Ich wurde z u n e h m e n d verdrießlicher, graute es mir doch bereits unmittelbar nach dem morgendlichen Ankleiden vor der Tatsache, einen ganzen Arbeitstag mit ihm verbringen zu müssen. Als wüsste er darum, dass ich tagsüber in einer gewissen Abhängigkeit zu ihm stehen würde, verstärkte sich das von ihm ausgehende Ungemach. Ich fühlte mich wie von stählerner Hand umklammert, die keinerlei Hoffnung auf Nachgiebigkeit zuließ. Warum auch -- schließlich hatte ich ihn in den letzten Monaten mehrmals mit einer erhitzten Stricknadel durchbohrt, um zusätzliche Löcher zu ermogeln.

So konnte es keinesfalls weitergehen! Als Betroffene meiner permanenten Übellaunigkeit überraschte mich meine Frau - mitten im schönsten Ehekrach - mit der Forderung: Abnehmen oder Dehnbund-Hose!!. Der Bequemlichkeit wegen entschied ich mich für die realistischere Alternative „B“ und wurde im gleichen Moment unter strenger Bewachung zum Rechner geleitet, um sicherzustellen, dass ich auch tatsächlich zwei dieser Flexi-Hosen elektronisch orderte. Nur der Vollständigkeit halber seien hier die Handtasche und die sündhaft teuren Winterstiefel erwähnt, die meine Frau bei dieser Gelegenheit gleich mitbestellte.
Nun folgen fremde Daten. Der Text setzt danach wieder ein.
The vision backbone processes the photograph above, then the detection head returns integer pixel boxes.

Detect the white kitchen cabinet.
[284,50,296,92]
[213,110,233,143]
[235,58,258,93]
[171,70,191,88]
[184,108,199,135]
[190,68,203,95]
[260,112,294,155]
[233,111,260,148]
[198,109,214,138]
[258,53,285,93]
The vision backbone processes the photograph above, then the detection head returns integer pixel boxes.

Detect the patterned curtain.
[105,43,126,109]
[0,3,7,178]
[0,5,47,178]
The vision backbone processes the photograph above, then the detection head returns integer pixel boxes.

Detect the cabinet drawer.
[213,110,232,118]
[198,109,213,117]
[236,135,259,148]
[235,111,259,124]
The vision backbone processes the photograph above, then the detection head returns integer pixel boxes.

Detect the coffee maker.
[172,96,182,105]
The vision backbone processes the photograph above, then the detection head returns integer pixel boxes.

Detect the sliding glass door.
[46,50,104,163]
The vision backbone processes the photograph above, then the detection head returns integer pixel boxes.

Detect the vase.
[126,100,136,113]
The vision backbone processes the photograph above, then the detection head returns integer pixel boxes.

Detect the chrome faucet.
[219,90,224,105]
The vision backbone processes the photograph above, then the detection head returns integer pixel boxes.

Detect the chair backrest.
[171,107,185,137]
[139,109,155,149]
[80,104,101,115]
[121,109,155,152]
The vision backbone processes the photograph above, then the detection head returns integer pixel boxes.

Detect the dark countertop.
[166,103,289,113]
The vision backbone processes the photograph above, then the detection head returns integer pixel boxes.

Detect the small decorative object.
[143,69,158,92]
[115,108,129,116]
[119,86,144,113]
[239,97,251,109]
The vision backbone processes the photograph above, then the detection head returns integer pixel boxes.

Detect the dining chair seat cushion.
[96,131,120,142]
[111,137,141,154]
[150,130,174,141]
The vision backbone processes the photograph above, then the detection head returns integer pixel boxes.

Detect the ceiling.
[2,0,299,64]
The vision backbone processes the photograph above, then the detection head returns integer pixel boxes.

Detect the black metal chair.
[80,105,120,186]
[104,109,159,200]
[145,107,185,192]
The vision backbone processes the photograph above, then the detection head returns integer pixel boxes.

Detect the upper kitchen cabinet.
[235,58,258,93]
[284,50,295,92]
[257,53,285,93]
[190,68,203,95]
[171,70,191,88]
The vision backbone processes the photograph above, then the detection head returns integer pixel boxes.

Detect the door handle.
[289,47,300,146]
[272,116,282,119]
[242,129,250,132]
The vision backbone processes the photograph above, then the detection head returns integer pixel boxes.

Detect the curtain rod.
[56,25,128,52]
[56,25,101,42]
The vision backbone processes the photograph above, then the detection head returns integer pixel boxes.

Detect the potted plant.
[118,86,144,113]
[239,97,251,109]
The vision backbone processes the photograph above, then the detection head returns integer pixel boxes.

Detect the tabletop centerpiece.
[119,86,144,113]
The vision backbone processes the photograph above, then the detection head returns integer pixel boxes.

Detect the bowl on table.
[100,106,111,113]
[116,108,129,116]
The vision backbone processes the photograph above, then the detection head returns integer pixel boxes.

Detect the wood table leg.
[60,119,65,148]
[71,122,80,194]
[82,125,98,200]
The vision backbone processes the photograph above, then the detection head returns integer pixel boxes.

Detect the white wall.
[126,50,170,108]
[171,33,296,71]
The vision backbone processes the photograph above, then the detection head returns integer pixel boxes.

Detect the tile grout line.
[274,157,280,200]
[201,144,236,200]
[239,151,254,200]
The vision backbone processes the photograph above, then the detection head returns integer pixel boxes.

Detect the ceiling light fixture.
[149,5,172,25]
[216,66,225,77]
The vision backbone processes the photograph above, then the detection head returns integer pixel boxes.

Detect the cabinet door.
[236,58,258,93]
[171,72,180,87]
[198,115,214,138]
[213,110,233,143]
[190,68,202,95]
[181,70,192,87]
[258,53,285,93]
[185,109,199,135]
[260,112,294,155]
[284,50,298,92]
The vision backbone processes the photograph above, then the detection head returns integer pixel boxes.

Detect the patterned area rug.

Meinen Hosengürtel, der durchlöchert ist wie ein Schweizer Käse, mag ich vorläufig noch nicht entsorgen – denn man weiß ja nie? Unbestritten ist, dass die Dehnbund-Hosen unsere Ehe merklich befriedet haben. Schlechte Laune nach ausgiebiger Völlerei war gestern. Gern wüsste ich Namen und Anschrift des Erfinders dieses revolutionären Kleidungsstücks, um mich bei ihm persönlich zu bedanken – oder besser: ihn als Kandidaten für den Friedens-Nobelpreis 2017 vorschlagen.